Another method of practicing the invention utilizes a microdot
pattern in which the center-to-center spacing of the microdots is
less than 10 mm.
Microdots useful in the practice of the invention can be of any
brightness, hue, and saturation that does not lead to sufficient
detection by casual observation which would reduce the usefulness
of the original document. To minimize the detectability of
individual microdots, it is preferable to select the hue of the
microdots to be from the range of hues that are least readily
resolvable by the human visual system. It is also preferable to
select the hue of the microdots for minimum visibility under
conditions of maximum visual contrast to their surround. When
incorporated into photographic prints with images typical of
professional photographers, it has been found that the areas of
most critical interest to the photographer for observing the
presence of microdots are the areas of low reflection density and
most critically white areas.
In the embodiment of the present invention, however, there are no
visible or scanner detectable microdots in the areas of minimum
reflection density, generally referred to as the highlight areas of
the image. In the highlight areas of the scene where there is high
image exposure of the color-reversal paper, the image exposure
overwhelms the microdot exposure so the image of the microdot is
effectively bleached to become both invisible to the human eye and
undetectable by an optical scanner. Consequently we must set a
different criterion for maximum visibility of the microdots. It has
been reported that the range of reflection densities of most
critical interest to the photographer for observing the graininess
of Kodacolor 400.TM. color-negative film printed onto Kodak
Ektacolor 78.TM. color-negative paper are the mid-density values of
about 0.8 to 1.2 (see FIG. 12 in Journal of Applied Photographic
Engineering, D. M. Zwick, p. 71, vol.8(2), April, 1982).

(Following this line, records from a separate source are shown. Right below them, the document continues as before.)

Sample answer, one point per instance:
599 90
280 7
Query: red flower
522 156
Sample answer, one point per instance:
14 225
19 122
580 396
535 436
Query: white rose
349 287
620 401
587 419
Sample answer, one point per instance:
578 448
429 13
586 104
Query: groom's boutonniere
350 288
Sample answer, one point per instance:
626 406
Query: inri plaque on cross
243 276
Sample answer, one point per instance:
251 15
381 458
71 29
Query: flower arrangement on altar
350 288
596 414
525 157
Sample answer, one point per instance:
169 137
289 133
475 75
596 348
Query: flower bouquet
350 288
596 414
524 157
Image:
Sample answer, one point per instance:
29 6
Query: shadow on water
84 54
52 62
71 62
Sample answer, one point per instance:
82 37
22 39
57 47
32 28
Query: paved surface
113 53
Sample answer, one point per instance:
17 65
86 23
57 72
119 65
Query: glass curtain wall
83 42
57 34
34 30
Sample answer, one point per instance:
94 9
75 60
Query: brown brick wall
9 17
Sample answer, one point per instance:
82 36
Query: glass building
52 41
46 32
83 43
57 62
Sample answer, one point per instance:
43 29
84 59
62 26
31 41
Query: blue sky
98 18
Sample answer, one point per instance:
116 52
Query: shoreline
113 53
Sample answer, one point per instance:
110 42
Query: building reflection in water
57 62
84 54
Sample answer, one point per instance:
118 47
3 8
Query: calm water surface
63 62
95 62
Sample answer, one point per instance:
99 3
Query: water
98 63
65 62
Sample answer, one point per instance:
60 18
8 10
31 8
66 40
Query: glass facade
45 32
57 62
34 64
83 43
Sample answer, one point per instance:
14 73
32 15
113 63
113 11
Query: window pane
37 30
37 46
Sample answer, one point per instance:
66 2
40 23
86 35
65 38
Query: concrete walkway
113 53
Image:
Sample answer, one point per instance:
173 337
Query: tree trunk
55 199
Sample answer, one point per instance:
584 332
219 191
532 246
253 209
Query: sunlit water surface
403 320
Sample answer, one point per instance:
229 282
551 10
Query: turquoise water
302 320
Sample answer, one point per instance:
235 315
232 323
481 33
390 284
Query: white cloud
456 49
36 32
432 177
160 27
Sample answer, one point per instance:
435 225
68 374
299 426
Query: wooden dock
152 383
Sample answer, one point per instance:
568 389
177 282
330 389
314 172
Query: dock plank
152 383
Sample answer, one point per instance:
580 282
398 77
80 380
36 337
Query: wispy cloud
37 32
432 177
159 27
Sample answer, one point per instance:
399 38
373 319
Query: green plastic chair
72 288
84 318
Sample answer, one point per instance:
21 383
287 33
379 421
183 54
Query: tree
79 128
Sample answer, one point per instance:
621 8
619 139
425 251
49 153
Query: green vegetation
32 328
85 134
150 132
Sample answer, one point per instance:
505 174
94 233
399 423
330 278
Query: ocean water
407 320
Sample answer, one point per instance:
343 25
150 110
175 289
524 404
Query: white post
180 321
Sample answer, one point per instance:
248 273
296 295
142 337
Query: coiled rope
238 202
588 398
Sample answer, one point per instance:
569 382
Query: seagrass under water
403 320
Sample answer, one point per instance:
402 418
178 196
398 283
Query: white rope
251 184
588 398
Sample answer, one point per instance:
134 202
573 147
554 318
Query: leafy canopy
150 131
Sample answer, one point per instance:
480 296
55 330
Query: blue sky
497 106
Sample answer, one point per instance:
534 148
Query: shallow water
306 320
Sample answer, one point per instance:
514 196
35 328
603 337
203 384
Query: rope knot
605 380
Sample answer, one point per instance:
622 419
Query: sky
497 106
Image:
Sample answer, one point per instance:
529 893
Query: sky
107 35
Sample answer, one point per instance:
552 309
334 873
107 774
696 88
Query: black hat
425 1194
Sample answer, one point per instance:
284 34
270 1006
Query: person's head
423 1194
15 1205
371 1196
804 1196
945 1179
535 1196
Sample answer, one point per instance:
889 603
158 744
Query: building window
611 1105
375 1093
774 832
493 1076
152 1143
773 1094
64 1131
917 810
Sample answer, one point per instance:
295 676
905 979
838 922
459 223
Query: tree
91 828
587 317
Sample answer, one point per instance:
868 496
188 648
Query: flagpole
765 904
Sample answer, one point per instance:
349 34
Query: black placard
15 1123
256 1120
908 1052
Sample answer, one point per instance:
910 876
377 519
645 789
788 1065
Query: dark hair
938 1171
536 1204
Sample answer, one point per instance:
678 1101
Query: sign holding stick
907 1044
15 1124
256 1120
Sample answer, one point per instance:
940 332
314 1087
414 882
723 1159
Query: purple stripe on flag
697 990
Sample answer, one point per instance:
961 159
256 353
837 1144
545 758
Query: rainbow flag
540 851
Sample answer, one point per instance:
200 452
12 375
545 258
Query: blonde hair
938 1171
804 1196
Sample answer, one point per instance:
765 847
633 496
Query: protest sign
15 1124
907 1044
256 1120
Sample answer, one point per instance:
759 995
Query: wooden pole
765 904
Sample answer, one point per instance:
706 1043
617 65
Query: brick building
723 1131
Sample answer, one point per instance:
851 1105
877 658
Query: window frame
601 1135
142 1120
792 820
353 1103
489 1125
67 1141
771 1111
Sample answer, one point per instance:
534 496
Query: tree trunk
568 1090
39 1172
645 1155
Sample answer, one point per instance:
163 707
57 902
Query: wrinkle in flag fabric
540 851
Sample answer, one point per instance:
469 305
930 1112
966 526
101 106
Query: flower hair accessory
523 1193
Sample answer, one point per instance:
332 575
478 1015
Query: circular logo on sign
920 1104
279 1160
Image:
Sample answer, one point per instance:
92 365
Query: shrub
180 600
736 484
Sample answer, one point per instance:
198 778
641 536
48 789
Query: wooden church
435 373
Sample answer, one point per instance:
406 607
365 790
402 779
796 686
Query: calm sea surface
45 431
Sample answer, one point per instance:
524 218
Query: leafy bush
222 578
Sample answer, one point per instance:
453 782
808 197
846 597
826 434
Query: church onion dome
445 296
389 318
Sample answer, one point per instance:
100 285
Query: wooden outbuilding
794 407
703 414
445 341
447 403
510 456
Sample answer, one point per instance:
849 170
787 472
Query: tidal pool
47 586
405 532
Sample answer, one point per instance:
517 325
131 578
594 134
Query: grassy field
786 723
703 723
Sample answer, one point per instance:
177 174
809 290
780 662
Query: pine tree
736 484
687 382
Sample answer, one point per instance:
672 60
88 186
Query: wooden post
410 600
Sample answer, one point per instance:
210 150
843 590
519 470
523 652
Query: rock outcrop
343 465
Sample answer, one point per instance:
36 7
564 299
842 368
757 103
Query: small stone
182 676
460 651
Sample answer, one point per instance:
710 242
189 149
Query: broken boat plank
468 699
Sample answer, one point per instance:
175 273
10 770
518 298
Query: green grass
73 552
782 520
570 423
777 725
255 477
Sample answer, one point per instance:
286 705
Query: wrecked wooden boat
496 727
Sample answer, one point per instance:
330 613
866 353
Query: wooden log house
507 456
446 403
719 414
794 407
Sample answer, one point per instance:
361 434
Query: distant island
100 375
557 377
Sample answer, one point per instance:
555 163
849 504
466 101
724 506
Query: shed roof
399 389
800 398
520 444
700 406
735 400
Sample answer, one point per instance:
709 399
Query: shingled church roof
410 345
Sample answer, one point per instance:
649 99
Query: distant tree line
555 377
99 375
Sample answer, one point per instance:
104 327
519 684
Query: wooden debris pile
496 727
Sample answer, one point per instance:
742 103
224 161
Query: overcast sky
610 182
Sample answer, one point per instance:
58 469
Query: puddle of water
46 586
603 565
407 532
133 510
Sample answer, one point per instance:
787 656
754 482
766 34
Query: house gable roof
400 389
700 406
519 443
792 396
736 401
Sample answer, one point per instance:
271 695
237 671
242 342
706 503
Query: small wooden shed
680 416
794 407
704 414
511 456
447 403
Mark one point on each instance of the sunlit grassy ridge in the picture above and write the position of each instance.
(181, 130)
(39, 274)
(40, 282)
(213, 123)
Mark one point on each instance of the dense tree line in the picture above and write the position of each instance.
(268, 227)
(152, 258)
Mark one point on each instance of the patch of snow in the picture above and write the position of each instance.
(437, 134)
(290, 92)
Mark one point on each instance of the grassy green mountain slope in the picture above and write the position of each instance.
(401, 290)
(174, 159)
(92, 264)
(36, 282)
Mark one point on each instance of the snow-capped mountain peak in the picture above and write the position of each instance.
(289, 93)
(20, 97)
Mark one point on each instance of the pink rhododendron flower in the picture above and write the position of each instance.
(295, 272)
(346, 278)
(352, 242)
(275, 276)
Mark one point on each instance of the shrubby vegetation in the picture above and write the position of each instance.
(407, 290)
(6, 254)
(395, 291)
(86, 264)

Observations of color-reversal prints with minus-yellow microdots
confirms that these microdots are most detectable in this same
range of reflection densities. In the shadow areas of high
reflection density (low reflectance) the presence of a microdot
results in only a very small decrease of reflection density and a
correspondingly very small increase in brightness in a particular
color record. This incremental brightness increase caused by the
microdot in a dark area of the image is so low that the human
visual system cannot detect the microdot.
In the embodiments of the present invention the objective is to
select the hue of the microdots from the range of hues that are
least readily resolvable by the human visual system when viewed
against a gray background of reflection density between 0.8 and
1.2. It is understood that in any small area of the image that is
colored, the apparent color of the microdots is modified by the
additional absorption of the image so as to appear a different
color. For example, minus-yellow microdots present in a yellow area
of the image will appear (depending on the level of their exposure)
less yellow or white and in a neutral gray area of the image they
will appear blue under magnification.
An objective of this invention is to select the hue of the
microdots from the range of hues that are least readily resolvable
by the human visual system when viewed against a background of
mid-range reflection densities. At the same time, the hue of the
microdots useful in the practice of the invention must also be
selected to conform to the sensitivities of the anticipated
document scanning device to optimize detection of the microdot
pattern in the document's representative digital signals.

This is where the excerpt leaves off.